Las distintas dolencias según su tipo y según procedencia, las podemos clasificar de la siguiente manera:
El “accidente de trabajo” es generalmente un hecho traumático violento ocurrido por el hecho o en ocasión del trabajo, o por caso fortuito o fuerza mayor inherente al trabajo.
El “accidente in itinere” es aquel que se genera entre el trayecto del trabajo al domicilio del trabajador o viceversa, siempre que el recorrido no haya sido interrumpido en interés particular del trabajador y o por cualquier razón extraña al trabajo.
Las “enfermedades accidentes”, las podríamos denominar de la siguiente manera: son aquellas dolencias que se generan en el trabajador y que tienen una causa preexistente o predisponente en el mismo desde su nacimiento (es decir, causa ajena a la actividad laboral), pero que tienen como detonante una concausa laboral (es decir, una causa que nace de la actividad laboral que está desempeñando) que actúa como un factor acelerante o desencadenante de la enfermedad, el caso típico de estas dolencias son las hernias.

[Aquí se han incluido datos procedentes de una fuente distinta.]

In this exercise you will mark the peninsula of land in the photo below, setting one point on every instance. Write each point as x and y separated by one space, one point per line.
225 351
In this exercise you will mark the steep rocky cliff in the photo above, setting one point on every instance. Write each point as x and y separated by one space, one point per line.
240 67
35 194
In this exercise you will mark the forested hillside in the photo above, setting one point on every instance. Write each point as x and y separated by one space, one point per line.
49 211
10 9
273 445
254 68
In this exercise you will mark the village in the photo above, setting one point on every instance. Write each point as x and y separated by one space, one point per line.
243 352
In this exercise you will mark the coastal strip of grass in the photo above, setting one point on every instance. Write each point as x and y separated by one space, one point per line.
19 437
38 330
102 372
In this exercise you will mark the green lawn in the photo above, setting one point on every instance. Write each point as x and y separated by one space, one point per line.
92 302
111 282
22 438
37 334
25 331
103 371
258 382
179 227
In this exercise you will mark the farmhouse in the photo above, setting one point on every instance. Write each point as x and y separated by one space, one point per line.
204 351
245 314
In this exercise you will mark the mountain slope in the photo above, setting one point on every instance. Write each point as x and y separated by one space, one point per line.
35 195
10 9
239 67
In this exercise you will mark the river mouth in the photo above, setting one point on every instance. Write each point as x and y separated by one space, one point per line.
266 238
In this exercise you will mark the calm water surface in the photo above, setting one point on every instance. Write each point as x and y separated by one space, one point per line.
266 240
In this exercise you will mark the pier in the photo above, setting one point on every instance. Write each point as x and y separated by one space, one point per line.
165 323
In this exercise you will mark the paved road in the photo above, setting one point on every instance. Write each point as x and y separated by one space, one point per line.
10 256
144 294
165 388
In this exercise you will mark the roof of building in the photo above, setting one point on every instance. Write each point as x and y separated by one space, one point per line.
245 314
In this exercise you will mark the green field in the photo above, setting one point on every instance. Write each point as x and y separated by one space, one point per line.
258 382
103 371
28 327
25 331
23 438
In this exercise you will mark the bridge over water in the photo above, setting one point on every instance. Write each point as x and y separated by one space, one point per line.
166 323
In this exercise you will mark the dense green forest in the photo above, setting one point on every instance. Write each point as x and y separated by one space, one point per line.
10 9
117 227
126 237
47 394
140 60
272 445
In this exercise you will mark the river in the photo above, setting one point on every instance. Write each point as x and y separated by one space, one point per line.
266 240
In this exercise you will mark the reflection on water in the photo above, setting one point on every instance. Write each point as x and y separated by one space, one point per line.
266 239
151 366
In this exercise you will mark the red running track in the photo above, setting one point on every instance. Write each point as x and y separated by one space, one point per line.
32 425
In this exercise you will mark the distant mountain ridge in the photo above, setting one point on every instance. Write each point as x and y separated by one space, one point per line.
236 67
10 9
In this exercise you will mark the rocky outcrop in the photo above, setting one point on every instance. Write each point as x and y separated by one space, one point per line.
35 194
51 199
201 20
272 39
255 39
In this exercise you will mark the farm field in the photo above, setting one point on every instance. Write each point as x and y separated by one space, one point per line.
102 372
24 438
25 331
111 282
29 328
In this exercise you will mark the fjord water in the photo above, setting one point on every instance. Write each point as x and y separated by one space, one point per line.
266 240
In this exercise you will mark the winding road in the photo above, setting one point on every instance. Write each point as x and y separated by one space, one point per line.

Las “enfermedades profesionales” son aquellas contraídas por el trabajador en el ejercicio de su labor, y que se generan como consecuencia exclusiva del trabajo realizado, es decir, enfermedades nacidas fundamentalmente de las activida-des ocupacionales del trabajador.
En el año 1915 se sancionó la ley 9688 de accidentes de trabajo, esta ley precisamente contemplaba los tipos de dolencias señalados precedentemente, y fueron sucesivamente mantenidos con algunas variantes durante reformas de las leyes 24.028 y 26.643, mantuvieron un sistema similar, hasta el año 1995 en que se sancionó la ley 24.557, la llamada Ley de Riesgos del Trabajo.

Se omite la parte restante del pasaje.